Made on a 5nm node, the CPU uses a tri-cluster arrangement. This includes two Cortex-X1 (as aforementioned) cores clocked at 2.8 GHz followed by two mid-level Cortex-A76 cores clocked at 2.2GHz and finally, four power-efficient Cortex-A55 cores clocked at a frequency of 1.8GHz. The big cores aka Cortex-A76 are from last year and not the A78 used by the flagship chipset this year. The Tensor SoC from Google has an ARM Mali-G78 GPU that handles all the graphics processing on the device. It is approximately 370 percent faster than Pixel 5.
Google’s Tensor SoC is big on both artificial intelligence (AI) and machine learning (ML) applications.
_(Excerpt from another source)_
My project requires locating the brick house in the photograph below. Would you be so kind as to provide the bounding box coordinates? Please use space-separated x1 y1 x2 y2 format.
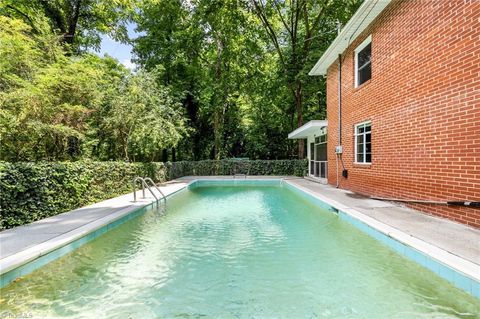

Co-designed by Google Research and Google, the SoC offers plenty of features such as Face Unblur, Motion Mode, speech enhancement mode for videos, as well as HDR for photos uses image stacking technique capturing frame at 60fps while its video counterpart is called HDR Net that should grab videos at 4K60fps without much of the fancy image stacking here.
With the Live Translate feature, Pixel 6 translate messages and videos at lightning-fast speed. WhatsApp, Recorder, Messages, and others will be able to use this feature. Plus, it works 80 percent faster than the chipset you will find on Pixel 5. Next up, Tensor SoC comes with the Titan M2 chip that will act as an extra layer towards malware and other attacks on the system. It will protect all sensitive user data withstanding attacks including voltage glitching, electromagnetic analysis, laser fault injection, and others.
Face detection on Tensor has been improved on the camera as well, allowing for better locating and focusing on the subject. Face unblur is another feature that uses Google’s image-stacking techniques that fires up the second cam when detecting blurred faces and accounts for it using usual exposure from the primary cam and a faster exposure from the secondary cam.